La capitale congolaise entre dans une phase de vigilance accrue. Face à une montée inquiétante des braquages à main armée, Daniel Bumba Lubaki hausse le ton et enclenche une riposte d’envergure. Objectif : reprendre le contrôle de la rue et rassurer une population de plus en plus exposée. Réuni en urgence à l’Hôtel de ville le 10 avril, le Comité de sécurité a acté un changement de posture. Désormais, les forces de l’ordre sont mobilisées en continu, avec des patrouilles renforcées de jour comme de nuit sur l’ensemble de la ville.
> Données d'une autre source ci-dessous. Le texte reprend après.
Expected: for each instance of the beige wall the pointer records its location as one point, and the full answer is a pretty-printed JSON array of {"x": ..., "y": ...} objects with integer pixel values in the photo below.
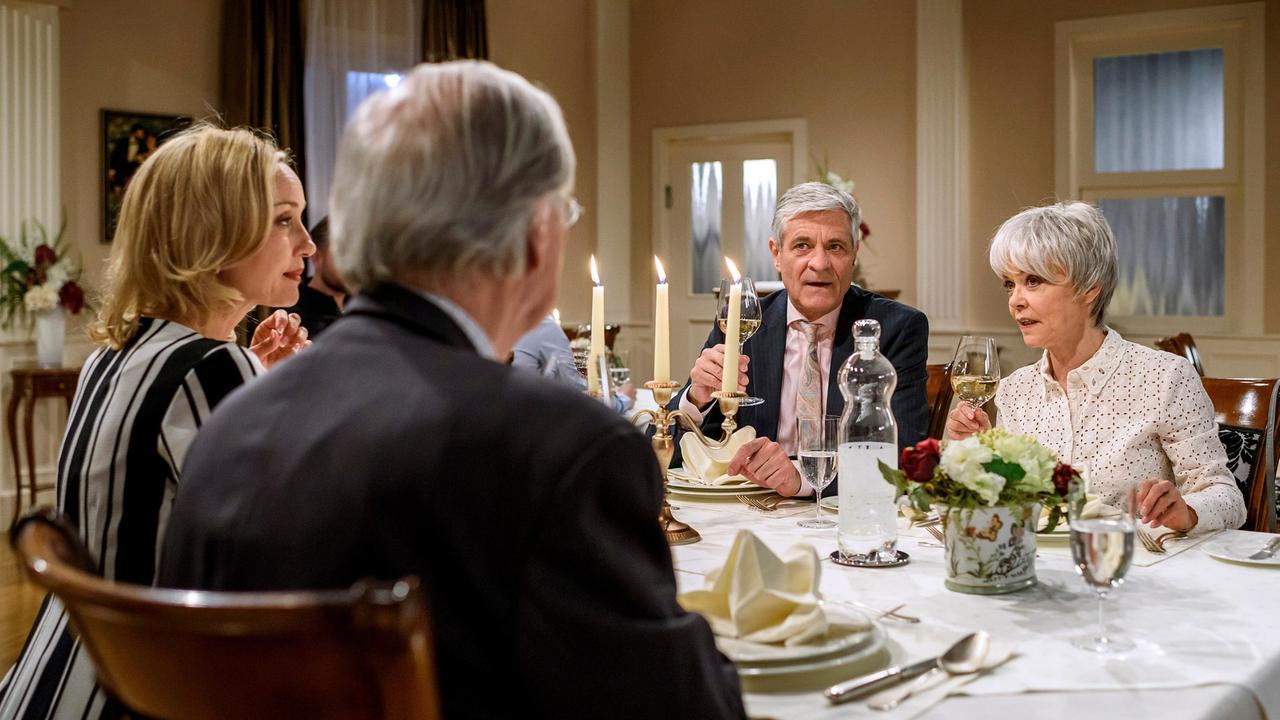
[
  {"x": 1011, "y": 123},
  {"x": 126, "y": 55},
  {"x": 549, "y": 42},
  {"x": 846, "y": 67}
]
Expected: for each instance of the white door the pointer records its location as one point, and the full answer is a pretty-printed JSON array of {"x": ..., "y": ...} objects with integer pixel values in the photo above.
[{"x": 718, "y": 200}]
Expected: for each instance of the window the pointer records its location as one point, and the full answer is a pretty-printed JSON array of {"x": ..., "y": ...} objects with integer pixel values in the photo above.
[{"x": 1156, "y": 117}]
Pour l’autorité urbaine, il ne s’agit plus de contenir, mais de neutraliser. “Garantir le bien-être des Kinois et protéger leurs biens” n’est plus un slogan, mais une ligne d’action immédiate. Cette décision marque le passage à une stratégie offensive face à un banditisme urbain de plus en plus audacieux. Ces dernières semaines, Kinshasa a été secouée par une série d’attaques ciblées, souvent violentes et bien coordonnées.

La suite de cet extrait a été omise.